Todo el mundo pidió cerveza. Toda la clandestinidad del asunto consistía en eso, por supuesto. Era una expedición alcohólica. Oficialmente, en Azrou estaban prohibidas las bebidas espirituosas y el Amrhos era el único sitio en la ciudad —o más bien fuera de la ciudad— donde se podía beber alcohol. Además, era un lugar muy divertido. Cuando llegaron las cervezas, observé a los tres hombres jóvenes que había en el escenario: uno cantaba y los otros dos tocaban con las manos tambores bereberes. Éstos eran como grandes panderetas sin sonajas, que los músicos sostenían con los pulgares metidos en sendos agujeros del borde y golpeaban con los demás dedos; en el centro, el retumbar es tan profundo como el de una banda de bombos, mientras que más cerca del borde hay una amplia variedad de tonos.
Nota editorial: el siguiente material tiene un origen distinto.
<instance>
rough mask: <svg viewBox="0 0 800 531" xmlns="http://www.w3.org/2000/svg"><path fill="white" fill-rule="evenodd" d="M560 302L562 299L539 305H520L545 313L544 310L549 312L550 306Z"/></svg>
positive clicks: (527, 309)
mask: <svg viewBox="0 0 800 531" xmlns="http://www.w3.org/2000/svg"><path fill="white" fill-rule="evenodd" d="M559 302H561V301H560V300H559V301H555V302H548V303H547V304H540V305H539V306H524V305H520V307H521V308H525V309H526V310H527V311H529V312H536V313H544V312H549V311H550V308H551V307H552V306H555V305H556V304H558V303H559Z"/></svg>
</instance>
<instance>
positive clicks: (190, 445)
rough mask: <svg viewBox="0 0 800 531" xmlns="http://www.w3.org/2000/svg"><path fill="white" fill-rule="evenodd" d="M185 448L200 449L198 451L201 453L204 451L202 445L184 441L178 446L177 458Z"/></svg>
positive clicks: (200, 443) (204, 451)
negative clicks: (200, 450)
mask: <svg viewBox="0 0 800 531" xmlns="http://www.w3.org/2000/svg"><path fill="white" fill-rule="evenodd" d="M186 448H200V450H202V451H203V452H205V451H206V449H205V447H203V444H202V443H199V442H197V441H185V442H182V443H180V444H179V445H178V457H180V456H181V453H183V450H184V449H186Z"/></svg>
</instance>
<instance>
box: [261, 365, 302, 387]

Aquellos percusionistas sabían lo que se hacían, y, con sus complejos ritmos, despertaban en el público un auténtico frenesí. Mientras tocaban, tres jóvenes ataviadas con vestidos hasta los pies, pañuelos en la cintura y relucientes joyas subieron al escenario. La multitud aplaudió y el cantante, un tipo fornido con puños del tamaño de pequeños barriles, atacó una canción que parecía desprovista de melodía, pues empleaba los sonidos guturales del bereber para armonizar con los tambores. Era excitante, pero al mismo tiempo insustancial y repetitivo, con su ritmo constante. Algunas de las canciones posteriores seguían el formato pregunta y respuesta, con las bailarinas gimiendo y ululando y haciendo tintinear collares, brazaletes y ajorcas. Incluso sin amplificación, el cantante y los tambores llenaban la gran sala y tenían embelesado al público.
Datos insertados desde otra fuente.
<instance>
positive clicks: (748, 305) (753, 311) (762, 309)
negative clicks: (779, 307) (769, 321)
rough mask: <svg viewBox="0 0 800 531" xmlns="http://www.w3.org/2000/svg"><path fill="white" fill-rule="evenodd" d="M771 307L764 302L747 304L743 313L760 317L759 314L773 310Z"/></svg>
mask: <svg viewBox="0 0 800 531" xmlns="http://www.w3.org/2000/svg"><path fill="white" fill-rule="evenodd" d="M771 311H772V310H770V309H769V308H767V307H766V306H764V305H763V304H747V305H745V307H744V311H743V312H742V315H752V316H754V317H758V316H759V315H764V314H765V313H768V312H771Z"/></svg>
Las bailarinas se mecían al son de la música, pero poco a poco empezaron a repetir las complejidades de los ritmos con pies, brazos y caderas. Fue el movimiento de estas últimas lo que encendió el entusiasmo de los espectadores, y desde luego era difícil no quedarse con los ojos clavados en aquellas lujuriosas caderas que giraban y se contorsionaban con una velocidad y gracia increíbles. La bailarina más cercana a nuestra mesa pareció dedicarme un número especial mientras me miraba con sus ojos oscuros y profundos y contoneaba las caderas con una confianza absoluta en sus encantos. Mourad y los demás no paraban de darme codazos y sonreír, como si esperaran que yo hiciera algo. Al parecer, era normal, pues cada tanto, un hombre del público se aproximaba al escenario y metía un billete en el escote de su bailarina favorita.
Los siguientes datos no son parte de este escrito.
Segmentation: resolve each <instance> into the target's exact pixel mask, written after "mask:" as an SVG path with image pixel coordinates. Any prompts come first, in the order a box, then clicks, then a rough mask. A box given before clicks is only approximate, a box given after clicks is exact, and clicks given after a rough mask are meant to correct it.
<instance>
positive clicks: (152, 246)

Mourad se inclinó hacia mí con la mejor de sus sonrisas.

—Tú también tienes que darle... Está bailando para ti; así es como ganan dinero.

En mi vida había hecho algo así. Metí la mano en el bolsillo y saqué un billete de cincuenta dirhams. Y cuando me acerqué al escenario dando traspiés y, con gesto inexperto, deslicé el billete en el interior del vestido de la bailarina, sentí todos aquellos ojos taladrándome. No era una maniobra tan complicada, pero fracasar habría resultado humillante: imaginaos que el billete se me hubiera quedado pegado a la palma de la mano sudada o hubiera salido revoloteando hacia el público. Finalmente, llegó a su destino, y debió de constituir una de las mejores propinas, pues durante el resto de la actuación, la bailarina no se separó de nuestra mesa y siguió con la mirada fija en mí, por lo que Mourad y sus amigos continuaron con sus codazos y risitas burlonas. Por lo que a mí respecta, me parecía de mala educación apartar la vista, pero agotador mantener la admiración embelesada de un fan.

Cuando terminó el último número, mi bailarina me dirigió una elocuente mirada por encima del hombro al salir del escenario.

—Creo que le gustas —dijo alegremente Mourad.